Sears has appeared in our news stories as a competitor to many of our readers to the present day, as has The Home Depot in more recent years. But J.C. Penney? In May 1965, CONTRACTOR reported that J.C. Penney was the “latest chain” to enter the plumbing-heating field.

Younger readers may think that competition from unregulated utilities was a phenomenon that began in the 1990s. CONTRACTOR has published front-page news on utility subsidies at least as far back as 1966.

Before that, utilities posed what might have been even a larger threat. In 1962, CONTRACTOR reported that utilities were making a stronger drive for electric heat. And in August 1965, we ran a story under the headline, “Now electrical contractors push comfort,” the prospect of which worried the Plumbing-Heating-Cooling Contractors association and hydronic heating equipment manufacturers.

Some of the trends that CONTRACTOR has reported on over the years have been closer to the mark. In February 1954, we ran a story under the headline, “Builders see all new homes as air conditioned in 10 years.” Two years later, a front-page headline read, “Women ask 112 baths at least, tell builder to lay off kitchen, they’ll pick equipment.”

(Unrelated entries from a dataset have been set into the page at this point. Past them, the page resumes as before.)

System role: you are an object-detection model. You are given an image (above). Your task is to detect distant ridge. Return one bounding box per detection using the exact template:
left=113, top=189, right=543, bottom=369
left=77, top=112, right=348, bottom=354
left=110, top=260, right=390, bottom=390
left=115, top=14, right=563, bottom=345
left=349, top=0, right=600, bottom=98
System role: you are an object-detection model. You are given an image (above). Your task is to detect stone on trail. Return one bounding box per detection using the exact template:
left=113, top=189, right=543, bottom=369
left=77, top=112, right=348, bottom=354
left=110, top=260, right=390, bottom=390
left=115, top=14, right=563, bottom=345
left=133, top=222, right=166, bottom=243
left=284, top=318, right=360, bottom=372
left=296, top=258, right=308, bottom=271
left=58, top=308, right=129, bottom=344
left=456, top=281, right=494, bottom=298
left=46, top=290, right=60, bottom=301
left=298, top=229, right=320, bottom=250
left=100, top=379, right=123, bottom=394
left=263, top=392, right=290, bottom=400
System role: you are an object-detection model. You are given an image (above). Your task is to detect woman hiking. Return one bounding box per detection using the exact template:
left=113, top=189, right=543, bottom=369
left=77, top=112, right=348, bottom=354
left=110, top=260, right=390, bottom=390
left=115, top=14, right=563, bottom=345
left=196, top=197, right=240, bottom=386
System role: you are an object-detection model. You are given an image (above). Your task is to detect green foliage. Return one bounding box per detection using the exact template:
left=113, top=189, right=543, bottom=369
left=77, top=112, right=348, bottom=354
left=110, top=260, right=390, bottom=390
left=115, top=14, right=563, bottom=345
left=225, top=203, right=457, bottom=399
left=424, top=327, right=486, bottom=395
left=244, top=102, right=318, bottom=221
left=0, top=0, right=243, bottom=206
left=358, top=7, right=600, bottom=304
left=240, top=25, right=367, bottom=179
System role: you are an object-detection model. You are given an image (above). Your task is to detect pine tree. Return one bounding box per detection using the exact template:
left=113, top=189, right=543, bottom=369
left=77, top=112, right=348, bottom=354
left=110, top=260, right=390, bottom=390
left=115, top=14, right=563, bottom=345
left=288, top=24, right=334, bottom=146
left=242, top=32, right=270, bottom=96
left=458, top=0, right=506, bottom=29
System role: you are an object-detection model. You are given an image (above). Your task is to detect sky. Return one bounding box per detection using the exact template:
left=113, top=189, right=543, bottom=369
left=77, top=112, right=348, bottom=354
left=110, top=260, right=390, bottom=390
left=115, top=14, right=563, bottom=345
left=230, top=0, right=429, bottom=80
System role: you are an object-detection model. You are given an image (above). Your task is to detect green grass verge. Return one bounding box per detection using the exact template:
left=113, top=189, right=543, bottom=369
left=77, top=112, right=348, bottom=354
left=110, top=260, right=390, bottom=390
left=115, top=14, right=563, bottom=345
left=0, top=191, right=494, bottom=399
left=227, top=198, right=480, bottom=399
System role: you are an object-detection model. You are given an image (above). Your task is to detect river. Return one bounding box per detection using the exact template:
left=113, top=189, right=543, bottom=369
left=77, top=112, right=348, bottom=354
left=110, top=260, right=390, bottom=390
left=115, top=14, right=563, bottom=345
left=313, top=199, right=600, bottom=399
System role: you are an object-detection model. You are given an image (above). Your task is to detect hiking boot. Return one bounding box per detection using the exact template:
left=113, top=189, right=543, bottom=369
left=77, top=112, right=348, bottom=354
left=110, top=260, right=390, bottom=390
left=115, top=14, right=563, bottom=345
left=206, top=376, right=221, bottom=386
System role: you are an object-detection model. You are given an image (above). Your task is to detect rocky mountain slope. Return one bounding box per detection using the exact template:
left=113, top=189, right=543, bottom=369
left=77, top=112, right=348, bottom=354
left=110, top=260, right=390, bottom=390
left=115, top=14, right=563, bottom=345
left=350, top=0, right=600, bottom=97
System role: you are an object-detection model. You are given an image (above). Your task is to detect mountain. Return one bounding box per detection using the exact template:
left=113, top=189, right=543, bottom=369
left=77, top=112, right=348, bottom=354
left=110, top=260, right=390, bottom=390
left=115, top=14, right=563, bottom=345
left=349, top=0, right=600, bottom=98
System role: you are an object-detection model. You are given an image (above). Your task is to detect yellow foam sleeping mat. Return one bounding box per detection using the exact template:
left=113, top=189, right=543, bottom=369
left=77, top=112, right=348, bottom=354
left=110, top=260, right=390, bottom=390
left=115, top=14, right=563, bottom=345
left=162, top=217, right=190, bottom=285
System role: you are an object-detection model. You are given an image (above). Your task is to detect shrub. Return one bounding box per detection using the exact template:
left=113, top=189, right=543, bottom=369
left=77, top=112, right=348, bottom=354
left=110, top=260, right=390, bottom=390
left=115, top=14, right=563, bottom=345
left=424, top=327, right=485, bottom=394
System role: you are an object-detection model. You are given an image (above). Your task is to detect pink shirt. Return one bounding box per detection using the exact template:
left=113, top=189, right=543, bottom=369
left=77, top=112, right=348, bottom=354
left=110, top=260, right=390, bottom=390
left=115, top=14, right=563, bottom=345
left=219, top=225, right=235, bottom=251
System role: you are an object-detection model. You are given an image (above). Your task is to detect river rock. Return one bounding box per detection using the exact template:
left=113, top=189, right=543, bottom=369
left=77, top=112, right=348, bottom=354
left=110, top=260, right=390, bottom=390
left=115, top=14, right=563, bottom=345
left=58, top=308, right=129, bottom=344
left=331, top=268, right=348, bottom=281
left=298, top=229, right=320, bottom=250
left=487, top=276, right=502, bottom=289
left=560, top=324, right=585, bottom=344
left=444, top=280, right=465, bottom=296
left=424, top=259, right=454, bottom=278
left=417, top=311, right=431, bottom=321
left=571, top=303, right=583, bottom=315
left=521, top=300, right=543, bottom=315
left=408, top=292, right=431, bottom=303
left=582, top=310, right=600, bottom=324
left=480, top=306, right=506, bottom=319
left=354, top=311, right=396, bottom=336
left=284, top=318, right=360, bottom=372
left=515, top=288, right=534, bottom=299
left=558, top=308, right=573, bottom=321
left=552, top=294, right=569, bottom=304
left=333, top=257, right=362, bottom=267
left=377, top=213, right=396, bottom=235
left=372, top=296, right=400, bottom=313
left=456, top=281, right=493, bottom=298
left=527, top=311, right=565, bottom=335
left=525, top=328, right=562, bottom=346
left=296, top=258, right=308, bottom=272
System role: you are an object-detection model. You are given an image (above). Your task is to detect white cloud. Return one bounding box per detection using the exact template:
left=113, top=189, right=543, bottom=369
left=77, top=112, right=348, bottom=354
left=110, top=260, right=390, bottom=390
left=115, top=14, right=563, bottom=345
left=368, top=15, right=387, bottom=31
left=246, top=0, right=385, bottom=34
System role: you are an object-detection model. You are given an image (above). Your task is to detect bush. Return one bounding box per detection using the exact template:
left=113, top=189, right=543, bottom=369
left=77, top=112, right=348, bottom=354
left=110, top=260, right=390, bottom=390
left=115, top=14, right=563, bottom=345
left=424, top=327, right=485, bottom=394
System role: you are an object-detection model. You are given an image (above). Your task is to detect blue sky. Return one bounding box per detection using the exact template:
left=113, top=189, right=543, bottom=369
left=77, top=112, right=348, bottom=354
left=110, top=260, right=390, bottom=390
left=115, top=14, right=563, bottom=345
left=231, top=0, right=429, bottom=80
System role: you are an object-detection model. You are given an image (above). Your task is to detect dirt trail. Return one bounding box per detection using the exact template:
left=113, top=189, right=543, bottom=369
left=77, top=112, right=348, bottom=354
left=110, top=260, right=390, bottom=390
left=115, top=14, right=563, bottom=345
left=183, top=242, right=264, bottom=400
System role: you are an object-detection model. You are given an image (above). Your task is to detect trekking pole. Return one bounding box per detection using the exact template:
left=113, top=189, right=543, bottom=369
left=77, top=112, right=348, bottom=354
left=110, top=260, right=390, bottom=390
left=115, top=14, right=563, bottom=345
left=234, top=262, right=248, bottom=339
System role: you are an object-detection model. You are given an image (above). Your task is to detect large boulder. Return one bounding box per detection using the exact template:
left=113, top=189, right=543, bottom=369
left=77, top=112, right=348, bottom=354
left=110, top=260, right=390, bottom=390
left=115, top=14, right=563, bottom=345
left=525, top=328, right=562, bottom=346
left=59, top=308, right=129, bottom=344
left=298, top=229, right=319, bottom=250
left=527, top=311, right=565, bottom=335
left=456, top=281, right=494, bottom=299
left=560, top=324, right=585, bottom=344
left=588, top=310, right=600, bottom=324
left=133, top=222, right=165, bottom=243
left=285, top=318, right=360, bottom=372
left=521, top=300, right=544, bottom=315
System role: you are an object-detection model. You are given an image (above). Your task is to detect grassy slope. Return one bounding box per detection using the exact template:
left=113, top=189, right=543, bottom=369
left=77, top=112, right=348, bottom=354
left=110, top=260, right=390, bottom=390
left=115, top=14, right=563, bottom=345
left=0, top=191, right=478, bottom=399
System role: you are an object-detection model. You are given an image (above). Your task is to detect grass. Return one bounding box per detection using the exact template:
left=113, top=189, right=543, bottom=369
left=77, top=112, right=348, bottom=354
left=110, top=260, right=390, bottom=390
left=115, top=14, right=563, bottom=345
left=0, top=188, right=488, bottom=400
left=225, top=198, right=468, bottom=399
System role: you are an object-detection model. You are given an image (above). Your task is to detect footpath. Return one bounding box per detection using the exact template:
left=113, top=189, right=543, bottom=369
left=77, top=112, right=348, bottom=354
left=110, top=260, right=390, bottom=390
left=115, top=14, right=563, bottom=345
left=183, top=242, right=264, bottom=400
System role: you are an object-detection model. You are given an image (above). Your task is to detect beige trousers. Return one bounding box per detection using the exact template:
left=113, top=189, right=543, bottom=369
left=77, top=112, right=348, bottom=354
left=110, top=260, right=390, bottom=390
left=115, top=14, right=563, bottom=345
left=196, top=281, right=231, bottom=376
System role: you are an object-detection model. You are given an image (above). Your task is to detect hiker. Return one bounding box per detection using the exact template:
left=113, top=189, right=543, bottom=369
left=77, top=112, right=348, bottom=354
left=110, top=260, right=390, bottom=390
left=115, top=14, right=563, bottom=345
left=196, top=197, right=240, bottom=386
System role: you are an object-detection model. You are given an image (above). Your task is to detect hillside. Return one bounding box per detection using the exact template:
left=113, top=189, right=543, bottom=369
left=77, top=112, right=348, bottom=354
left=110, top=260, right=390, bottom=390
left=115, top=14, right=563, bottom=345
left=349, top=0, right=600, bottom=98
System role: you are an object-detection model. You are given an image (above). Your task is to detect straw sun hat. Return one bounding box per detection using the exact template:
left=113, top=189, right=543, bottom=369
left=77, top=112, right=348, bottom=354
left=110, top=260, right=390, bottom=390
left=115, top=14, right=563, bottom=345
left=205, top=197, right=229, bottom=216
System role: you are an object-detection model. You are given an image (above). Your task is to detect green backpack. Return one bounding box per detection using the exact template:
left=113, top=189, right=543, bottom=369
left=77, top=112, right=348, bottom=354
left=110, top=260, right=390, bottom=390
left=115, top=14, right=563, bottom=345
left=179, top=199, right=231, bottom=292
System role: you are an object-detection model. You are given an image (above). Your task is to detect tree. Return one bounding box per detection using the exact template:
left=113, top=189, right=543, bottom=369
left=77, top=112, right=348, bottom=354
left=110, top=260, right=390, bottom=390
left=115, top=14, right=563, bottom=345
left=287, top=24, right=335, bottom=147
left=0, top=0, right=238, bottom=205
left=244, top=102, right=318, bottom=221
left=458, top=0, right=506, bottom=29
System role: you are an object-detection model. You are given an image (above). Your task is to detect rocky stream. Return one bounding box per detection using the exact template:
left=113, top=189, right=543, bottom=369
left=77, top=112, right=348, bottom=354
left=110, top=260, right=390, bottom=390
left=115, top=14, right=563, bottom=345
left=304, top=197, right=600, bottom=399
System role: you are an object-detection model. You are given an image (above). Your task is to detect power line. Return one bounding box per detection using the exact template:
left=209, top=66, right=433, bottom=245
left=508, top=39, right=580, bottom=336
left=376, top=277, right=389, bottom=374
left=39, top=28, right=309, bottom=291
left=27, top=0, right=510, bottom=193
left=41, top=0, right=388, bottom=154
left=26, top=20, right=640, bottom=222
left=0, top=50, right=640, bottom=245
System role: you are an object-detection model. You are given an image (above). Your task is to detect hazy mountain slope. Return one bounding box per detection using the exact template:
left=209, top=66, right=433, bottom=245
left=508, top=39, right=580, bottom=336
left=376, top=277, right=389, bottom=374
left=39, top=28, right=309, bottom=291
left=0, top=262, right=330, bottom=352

Much of our reporting on news and trends in our industry has been related to new products. In April 1954 CONTRACTOR reported that the “single-lever sink faucet promises boom in faucet sales this year.” Two years later, we wrote, “Two more firms market faucets with single-lever mix control.”

Other new products were regulated into existence, most notably the 1.6 gal. per flush toilet. In 1988, CONTRACTOR reported that the “industry [was] swirling in controversy over 1.6 gpf fixtures.”

On the heating side, CONTRACTOR published a story in September 1954 on a “motorized valve [that] goes on room radiator to give room-by-room selective control.”

Not all the new technology that we’ve covered has been related strictly to the phcp industry. In 1954, we ran a story under the headline, “Is a two-way radio really practical? ‘And how!’ says the man who spent $5,100.”

As much as with products, CONTRACTOR has reported on labor news and trends over the past 50 years. In the 1950s and 1960s, many of the stories described tensions between unions and employers or open shops.

As early as 1960, however, we started to report that “apprentices in training drop by 606 (authorities concerned),” and a shortage of skilled manpower has been an industry issue that we’ve covered ever since. In June 1971, we ran a story under the headline, “Pride in workmanship disappearing in p-h-c.”

If you thought that the copper and steel shortages that we reported on this past April were particularly severe, you may want to check out the front-page headline from September 1955: “Industry tells woes to Ike: ‘Worst crisis’ faces copper (seek metal from government stockpile to bring relief from supply deadlock).”